People tend to resist change, but when is change a good thing?
In less than two months, one hundred freshmen will walk into Warhill High School, ready to participate in a new pilot program, the Pathways Project. Although the goals of the program seem solid and its innovators are passionate, concerns and misconceptions surrounding its implementation leave much to be answered, including: what kinds of students will it draw; how will it affect other schools; and will it even work?
The main idea behind the Pathways Project is that education needs to prepare students for the 21st century, which current practices fail to do. In this pilot, students will work with teachers and mentors to develop their own paths to the future, paths that might include traditional or college coursework, internships, career certifications, or more. By following their own pathway, students will be prepared for the future they choose, whether it involves attending a university or moving directly into their chosen career. And there are plenty of passionate people prepared to help them forge this path.
The biggest initial concern seems to be that it will draw only a certain subset of the students: bright, privileged children, particularly from its home school zone, Warhill. The concern is that it's the responsibility of parents and teachers to recommend students for gifted and other alternative programs, but these adults are not always knowledgeable in the process for doing so.
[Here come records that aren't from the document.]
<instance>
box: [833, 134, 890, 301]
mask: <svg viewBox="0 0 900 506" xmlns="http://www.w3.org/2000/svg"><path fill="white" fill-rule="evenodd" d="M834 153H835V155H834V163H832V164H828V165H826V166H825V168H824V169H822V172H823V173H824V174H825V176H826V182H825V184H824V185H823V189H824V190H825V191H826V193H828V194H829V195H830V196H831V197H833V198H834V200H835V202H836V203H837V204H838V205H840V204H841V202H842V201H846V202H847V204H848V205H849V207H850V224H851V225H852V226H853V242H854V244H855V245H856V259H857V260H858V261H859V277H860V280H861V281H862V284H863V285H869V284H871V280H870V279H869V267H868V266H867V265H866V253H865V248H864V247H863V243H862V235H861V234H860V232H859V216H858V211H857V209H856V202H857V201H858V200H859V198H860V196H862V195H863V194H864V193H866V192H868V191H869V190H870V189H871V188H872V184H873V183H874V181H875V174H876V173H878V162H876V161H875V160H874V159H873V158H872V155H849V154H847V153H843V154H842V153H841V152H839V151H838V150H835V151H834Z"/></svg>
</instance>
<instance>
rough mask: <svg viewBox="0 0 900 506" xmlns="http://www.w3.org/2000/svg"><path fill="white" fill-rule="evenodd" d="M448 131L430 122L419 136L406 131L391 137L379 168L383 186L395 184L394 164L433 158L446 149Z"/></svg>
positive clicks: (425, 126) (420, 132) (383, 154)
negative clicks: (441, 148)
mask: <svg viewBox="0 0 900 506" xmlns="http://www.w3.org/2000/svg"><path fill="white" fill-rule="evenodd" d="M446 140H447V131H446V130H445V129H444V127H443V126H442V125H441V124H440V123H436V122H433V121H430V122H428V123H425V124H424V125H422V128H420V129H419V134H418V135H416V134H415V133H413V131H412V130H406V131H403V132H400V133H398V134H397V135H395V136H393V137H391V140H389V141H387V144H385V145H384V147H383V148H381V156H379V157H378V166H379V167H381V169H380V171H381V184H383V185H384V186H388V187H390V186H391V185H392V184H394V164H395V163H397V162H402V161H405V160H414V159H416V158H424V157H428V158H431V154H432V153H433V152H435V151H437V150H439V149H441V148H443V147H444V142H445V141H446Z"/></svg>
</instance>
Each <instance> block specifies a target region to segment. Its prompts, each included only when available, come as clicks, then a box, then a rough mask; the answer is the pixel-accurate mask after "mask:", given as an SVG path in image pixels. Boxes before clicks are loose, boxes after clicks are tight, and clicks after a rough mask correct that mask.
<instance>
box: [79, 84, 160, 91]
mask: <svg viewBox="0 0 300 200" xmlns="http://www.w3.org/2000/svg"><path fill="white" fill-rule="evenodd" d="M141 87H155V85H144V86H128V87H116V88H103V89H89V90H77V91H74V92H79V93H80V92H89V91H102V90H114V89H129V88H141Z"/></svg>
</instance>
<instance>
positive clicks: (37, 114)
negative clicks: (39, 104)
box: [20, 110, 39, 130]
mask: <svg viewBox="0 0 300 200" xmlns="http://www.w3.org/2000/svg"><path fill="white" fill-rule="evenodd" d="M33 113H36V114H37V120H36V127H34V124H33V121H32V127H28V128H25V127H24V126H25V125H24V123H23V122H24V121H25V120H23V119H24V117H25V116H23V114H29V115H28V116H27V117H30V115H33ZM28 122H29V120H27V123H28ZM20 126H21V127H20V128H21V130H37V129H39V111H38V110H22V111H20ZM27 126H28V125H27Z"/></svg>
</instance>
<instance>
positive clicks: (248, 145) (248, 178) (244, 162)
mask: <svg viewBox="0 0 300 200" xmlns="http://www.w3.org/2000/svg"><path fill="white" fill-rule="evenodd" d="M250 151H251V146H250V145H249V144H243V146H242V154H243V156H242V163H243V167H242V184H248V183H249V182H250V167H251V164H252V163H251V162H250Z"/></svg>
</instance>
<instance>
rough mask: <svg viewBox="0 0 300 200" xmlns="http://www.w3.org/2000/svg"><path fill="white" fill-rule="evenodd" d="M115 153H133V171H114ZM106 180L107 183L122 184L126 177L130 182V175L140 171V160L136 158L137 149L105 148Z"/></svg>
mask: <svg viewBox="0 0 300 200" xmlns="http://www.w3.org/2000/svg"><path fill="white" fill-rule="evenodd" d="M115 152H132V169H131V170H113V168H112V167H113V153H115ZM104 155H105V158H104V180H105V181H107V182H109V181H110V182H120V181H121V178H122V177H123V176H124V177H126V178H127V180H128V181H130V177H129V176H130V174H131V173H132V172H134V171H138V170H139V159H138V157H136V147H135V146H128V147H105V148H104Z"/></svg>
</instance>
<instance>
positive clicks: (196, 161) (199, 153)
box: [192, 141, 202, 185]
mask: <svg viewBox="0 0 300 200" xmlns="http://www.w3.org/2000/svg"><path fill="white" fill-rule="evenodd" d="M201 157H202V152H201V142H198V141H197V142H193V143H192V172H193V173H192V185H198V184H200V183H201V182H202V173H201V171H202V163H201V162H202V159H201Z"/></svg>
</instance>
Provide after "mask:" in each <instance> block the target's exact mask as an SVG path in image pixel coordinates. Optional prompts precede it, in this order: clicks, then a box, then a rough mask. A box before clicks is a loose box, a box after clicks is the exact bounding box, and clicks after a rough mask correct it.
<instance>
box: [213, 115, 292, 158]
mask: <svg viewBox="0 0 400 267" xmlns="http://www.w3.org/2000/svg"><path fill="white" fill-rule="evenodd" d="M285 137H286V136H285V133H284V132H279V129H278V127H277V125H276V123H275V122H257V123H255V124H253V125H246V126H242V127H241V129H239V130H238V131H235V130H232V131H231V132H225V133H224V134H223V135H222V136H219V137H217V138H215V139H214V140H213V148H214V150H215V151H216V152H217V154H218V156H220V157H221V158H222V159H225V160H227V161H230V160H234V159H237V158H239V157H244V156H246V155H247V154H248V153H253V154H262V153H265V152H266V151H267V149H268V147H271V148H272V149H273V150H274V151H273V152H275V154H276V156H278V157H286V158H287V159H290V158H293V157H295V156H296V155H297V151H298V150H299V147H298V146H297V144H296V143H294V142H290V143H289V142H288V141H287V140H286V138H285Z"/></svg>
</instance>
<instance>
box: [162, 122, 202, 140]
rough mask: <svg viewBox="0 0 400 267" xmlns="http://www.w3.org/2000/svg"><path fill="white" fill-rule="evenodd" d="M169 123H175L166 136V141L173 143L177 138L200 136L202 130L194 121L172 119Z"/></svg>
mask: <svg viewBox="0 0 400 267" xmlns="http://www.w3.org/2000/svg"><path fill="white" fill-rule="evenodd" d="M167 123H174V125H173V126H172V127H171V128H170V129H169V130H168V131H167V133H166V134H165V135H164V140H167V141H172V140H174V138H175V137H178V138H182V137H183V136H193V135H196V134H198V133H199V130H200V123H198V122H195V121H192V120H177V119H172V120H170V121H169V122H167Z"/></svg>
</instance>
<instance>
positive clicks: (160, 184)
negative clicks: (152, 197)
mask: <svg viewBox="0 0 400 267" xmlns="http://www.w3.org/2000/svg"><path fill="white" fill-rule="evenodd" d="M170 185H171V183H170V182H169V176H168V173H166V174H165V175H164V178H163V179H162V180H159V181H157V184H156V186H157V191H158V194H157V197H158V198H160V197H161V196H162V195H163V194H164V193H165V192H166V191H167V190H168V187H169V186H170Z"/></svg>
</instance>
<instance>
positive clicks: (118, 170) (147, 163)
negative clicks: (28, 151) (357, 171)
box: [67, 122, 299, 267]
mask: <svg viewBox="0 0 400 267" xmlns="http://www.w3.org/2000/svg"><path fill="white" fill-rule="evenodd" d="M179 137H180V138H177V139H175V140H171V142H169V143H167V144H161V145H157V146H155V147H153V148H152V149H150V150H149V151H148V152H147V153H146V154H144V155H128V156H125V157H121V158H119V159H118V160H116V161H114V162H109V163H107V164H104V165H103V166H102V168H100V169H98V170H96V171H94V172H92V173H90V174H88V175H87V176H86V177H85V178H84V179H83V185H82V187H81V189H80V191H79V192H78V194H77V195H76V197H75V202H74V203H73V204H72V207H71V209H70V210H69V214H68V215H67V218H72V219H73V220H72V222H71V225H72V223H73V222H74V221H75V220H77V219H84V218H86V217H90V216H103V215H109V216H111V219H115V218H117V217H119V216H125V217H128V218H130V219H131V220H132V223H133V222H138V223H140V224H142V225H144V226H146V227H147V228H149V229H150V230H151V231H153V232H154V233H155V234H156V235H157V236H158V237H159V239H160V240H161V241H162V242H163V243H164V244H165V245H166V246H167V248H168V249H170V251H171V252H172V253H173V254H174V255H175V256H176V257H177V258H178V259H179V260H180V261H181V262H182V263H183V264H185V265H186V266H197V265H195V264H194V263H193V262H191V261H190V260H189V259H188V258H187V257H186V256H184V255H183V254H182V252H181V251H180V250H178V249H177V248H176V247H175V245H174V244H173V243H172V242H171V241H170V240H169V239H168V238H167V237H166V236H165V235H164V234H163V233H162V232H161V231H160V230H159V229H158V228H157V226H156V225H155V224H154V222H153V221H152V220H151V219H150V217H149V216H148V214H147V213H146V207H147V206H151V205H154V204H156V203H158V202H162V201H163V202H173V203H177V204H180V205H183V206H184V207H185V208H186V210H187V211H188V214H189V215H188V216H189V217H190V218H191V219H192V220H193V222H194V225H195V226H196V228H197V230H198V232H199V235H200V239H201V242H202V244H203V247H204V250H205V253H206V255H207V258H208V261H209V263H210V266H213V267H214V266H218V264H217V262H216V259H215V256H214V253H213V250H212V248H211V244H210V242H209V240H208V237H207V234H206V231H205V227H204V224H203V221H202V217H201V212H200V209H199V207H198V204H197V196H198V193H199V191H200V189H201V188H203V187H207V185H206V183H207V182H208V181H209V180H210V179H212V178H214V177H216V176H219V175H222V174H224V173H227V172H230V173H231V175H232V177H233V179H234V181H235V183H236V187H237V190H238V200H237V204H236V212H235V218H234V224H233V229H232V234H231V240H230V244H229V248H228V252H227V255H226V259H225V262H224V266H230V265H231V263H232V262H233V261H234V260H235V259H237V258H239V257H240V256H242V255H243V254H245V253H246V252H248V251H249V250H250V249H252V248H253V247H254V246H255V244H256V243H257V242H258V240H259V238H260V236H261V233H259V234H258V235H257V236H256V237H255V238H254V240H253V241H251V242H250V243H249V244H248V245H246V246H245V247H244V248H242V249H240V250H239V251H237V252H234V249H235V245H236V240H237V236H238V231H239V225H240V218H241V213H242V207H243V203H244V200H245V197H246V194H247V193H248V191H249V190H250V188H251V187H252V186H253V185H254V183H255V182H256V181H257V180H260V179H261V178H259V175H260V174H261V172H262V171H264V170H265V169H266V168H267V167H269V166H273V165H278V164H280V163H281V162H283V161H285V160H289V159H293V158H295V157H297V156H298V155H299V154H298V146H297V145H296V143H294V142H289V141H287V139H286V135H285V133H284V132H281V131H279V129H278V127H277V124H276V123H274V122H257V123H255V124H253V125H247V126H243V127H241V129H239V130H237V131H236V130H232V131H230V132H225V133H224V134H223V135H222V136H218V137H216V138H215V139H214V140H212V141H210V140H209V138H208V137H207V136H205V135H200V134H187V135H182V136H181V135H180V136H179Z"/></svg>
These concerns seem valid, since of the more than 100 students who have been accepted into the program, the majority are zoned for Warhill High School. This number does make sense given their proximity, but it raises questions about the program's diversity.
Dr. Jeffrey Carroll, Warhill principal, visited each of the middle schools in the district to discuss the program and its potential impacts with students, counselors and parents. Some county residents may be wary of the pilot because of its novelty, but given the project is a success, the hope would be that more students would be inclined to participate in the future--from all over the district.
Still, some parents and educators are unhappy, asking, "Why Warhill?" Many residents, particularly those in the Lafayette High School zone, feel that money could have been better allocated for the improvement of a school with more needs. But Carroll was the only principal in WJCC to apply for the High School Innovation Planning Grant, which has made the Pathways Project possible. It was not the choice of the school board or Dr. Steven Constantino, to "award" this program to Warhill, but rather Carroll's initiative in seeking improvements for his own school. The program should be viewed as an opportunity for those who may have been lesser served in other zones. As for the future, more good could come from this innovative approach for the other high schools. Both Lafayette and Jamestown have applied for the High School Innovation Planning Grant for the upcoming school year in hopes of forming their own successful pilots.
Any new program is going to come with questions and concerns, and Pathways is no exception. We have to put our faith and trust in those educators from both Warhill and William and Mary in charge of piloting this project. Although the questions being raised are both valid and important, it is vital that we make the students set to embark on their own pathways this fall our top priority. Anything education can do to better prepare students for the world of the future must at least be tried. The Pathways Project is determined to reform education for the better in our 21st century world; so why not give it a chance?
Adkins is a graduate student at the William & Mary School of Education who recently completed student teaching at Lafayette High School. She has not been involved in the Pathways Project.